How can art benefit the environment?
The Newspaper House helped the environment on multiple levels. Not only did it raise environmental awareness in a powerful and unique way, but it was created entirely from recyclable materials, thus contributing to environmental sustainability through utilising a pre-made resource.
When the Newspaper House installation was unveiled in London, it had a high impact on local communities as it represented the detrimental consequences their litter had on the environment.Through using old newspapers as materials, Erek not only gave new life to the exhausted paper, but he also used the images and words printed on the paper to represent the identities of every person featured in the paper. As a result, he conveys the message that the human identity, like the newspaper material, is recyclable, and can be reinvented with new purpose and value. This engages the audience on a personal, emotional level, forcing them to reconsider the impact their own actions have on the environment around them.
Erek also represents the value of the home as a place of belonging and security, as the audience can pass through the house, socialise with others, and be sheltered in their own stories, which are printed on the newspaper. The artwork preserves the history of the community in the pages of the newspaper, signifying the important role of a house as a storage facility, where a family’s history can be stored and built. This locates responsibility for the environment within each individual who passes through the house. Just as they feel a sense of belonging to the house, they should also become custodians of the environment and protect it like a home.

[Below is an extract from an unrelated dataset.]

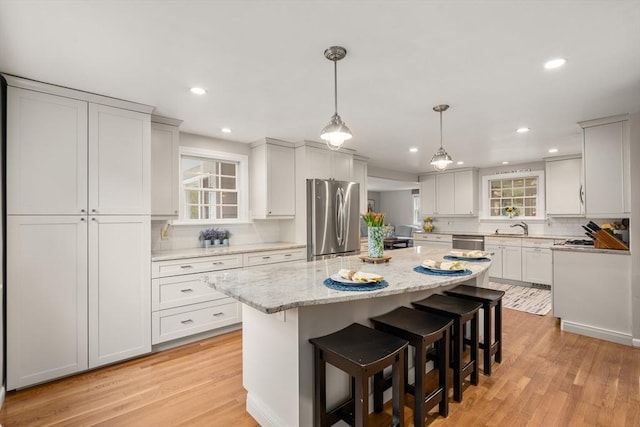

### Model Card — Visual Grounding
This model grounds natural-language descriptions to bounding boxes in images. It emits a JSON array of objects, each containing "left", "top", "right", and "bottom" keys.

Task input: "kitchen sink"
[{"left": 493, "top": 233, "right": 525, "bottom": 236}]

These powerful messages were further enhanced through the recyclable materials utilised to create the installation. Sumer Erek rolled over 150 000 London newspapers donated by the public into logs or sticks through the use of a specially invented paper-rolling machine. He then positioned these logs within the frame of the house, which was made from plywood panels, before securing the logs with ties. All of these materials (newspaper, plywood panels and sticks) are environmentally friendly and therefore represent the potential for recycled materials to take on new functions. As a result, Erek's work helps the environment because he proves the ongoing benefits of recycling to the wider community.